Selon le communiqué rapportant la première période de l’état d’urgence énergétique, la “décision est prise suite au constat que nous vivons dans une crise profonde en raison des perturbations de l’approvisionnement en énergie dans toute l’île, en raison du conflit au Moyen Orient”. Evoquant une “crise affecte la continuité des services publics essentiels, le fonctionnement normal de l’économie et la vie quotidienne de la population”, le communiqué reconnaît une situation qui risque de “porter atteinte à l’ordre public, à la sécurité et à la stabilité des institutions”.

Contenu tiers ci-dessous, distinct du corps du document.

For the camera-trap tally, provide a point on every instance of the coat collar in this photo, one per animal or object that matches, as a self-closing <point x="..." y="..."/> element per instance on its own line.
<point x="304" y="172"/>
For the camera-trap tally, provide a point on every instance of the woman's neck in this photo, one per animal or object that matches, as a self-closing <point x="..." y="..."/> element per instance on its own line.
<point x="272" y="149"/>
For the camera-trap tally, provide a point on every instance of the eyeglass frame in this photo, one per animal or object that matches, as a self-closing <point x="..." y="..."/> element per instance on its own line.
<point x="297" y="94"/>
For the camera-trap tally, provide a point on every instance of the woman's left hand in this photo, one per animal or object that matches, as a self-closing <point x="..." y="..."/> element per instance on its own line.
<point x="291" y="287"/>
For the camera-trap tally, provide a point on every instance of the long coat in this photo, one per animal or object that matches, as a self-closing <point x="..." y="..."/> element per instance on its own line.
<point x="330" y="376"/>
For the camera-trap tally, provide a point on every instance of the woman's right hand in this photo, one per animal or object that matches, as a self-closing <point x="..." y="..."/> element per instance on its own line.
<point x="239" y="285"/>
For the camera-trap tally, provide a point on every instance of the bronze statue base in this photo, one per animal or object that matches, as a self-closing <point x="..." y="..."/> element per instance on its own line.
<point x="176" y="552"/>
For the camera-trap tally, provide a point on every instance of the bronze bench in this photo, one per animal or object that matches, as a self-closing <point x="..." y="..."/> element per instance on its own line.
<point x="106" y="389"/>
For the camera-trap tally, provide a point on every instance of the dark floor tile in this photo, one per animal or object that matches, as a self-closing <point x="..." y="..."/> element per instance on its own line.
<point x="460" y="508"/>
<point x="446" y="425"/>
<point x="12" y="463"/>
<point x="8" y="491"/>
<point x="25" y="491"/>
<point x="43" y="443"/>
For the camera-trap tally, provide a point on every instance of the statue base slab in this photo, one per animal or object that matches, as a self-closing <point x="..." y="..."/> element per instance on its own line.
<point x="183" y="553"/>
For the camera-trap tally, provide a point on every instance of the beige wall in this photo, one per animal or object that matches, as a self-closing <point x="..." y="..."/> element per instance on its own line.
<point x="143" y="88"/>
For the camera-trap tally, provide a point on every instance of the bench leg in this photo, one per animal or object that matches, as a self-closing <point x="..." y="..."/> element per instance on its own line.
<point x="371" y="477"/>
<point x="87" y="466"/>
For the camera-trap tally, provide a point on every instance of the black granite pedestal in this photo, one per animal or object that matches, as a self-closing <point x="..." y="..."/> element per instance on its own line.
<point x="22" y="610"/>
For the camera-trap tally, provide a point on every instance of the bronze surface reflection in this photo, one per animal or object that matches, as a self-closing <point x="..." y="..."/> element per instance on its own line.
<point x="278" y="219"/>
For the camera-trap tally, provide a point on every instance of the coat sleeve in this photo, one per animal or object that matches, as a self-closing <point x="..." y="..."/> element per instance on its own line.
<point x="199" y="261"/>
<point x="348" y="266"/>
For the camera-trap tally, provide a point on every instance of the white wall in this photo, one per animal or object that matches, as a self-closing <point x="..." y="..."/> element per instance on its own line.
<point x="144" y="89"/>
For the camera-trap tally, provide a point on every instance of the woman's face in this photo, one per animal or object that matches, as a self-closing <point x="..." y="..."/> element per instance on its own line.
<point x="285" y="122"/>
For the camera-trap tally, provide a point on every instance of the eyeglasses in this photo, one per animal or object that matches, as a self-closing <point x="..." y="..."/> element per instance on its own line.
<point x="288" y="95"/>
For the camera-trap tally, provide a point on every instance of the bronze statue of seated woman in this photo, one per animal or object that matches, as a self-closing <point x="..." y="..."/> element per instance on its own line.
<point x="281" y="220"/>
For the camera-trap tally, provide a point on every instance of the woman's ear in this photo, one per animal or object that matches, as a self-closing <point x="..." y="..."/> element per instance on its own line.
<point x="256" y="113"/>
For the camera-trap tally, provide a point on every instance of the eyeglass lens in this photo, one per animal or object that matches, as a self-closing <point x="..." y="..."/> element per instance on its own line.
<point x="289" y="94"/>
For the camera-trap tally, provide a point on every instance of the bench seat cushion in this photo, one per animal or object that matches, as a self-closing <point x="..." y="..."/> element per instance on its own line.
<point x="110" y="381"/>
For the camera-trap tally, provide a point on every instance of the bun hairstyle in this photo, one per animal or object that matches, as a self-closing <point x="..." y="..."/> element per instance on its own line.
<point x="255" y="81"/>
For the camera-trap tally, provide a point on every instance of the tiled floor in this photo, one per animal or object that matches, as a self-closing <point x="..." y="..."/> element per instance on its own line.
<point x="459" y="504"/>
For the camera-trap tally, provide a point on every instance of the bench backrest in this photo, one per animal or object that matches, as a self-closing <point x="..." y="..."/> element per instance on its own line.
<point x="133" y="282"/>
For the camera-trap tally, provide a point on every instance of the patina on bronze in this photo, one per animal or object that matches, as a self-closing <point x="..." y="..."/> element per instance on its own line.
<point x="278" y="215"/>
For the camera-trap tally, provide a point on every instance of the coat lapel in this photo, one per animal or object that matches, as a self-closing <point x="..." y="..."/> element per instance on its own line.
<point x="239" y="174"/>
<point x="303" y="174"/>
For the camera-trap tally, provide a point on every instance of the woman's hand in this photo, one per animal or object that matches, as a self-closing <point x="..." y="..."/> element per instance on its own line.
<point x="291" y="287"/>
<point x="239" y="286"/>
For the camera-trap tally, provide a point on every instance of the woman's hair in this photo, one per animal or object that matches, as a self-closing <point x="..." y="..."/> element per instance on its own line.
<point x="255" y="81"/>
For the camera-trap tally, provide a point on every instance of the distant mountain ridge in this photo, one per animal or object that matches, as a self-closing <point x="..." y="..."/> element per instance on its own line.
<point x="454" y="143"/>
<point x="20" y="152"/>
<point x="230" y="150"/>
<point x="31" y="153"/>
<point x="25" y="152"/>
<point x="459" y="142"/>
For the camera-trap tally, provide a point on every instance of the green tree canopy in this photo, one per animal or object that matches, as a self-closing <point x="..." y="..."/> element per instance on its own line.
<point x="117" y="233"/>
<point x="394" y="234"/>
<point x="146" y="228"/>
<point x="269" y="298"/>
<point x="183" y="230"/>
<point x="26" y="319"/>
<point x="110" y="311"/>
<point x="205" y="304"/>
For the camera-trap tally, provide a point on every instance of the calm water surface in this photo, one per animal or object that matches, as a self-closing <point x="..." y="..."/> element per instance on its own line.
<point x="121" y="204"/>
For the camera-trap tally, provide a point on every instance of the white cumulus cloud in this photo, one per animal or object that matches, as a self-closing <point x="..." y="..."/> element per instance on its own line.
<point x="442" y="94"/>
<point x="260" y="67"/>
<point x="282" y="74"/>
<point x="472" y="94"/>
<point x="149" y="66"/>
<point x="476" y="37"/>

La suspension de la mise en oeuvre du mécanisme d’ajustement automatique des prix des carburants est l’une des mesures prises dans le cadre de cette période. Cette mesure implique que le gouvernement peut, soit geler les prix à la pompe, soit aller au-delà du plafond de 200 ariary prévu au moment de réviser les prix. Au lendemain de la première déclaration de l’état d’urgence énergétique, il y a deux semaines, le ministre de l’Energie et des hydrocarbures avait annoncé que le gap entre le prix réel et le prix à la pompe était de 1 600 ariary.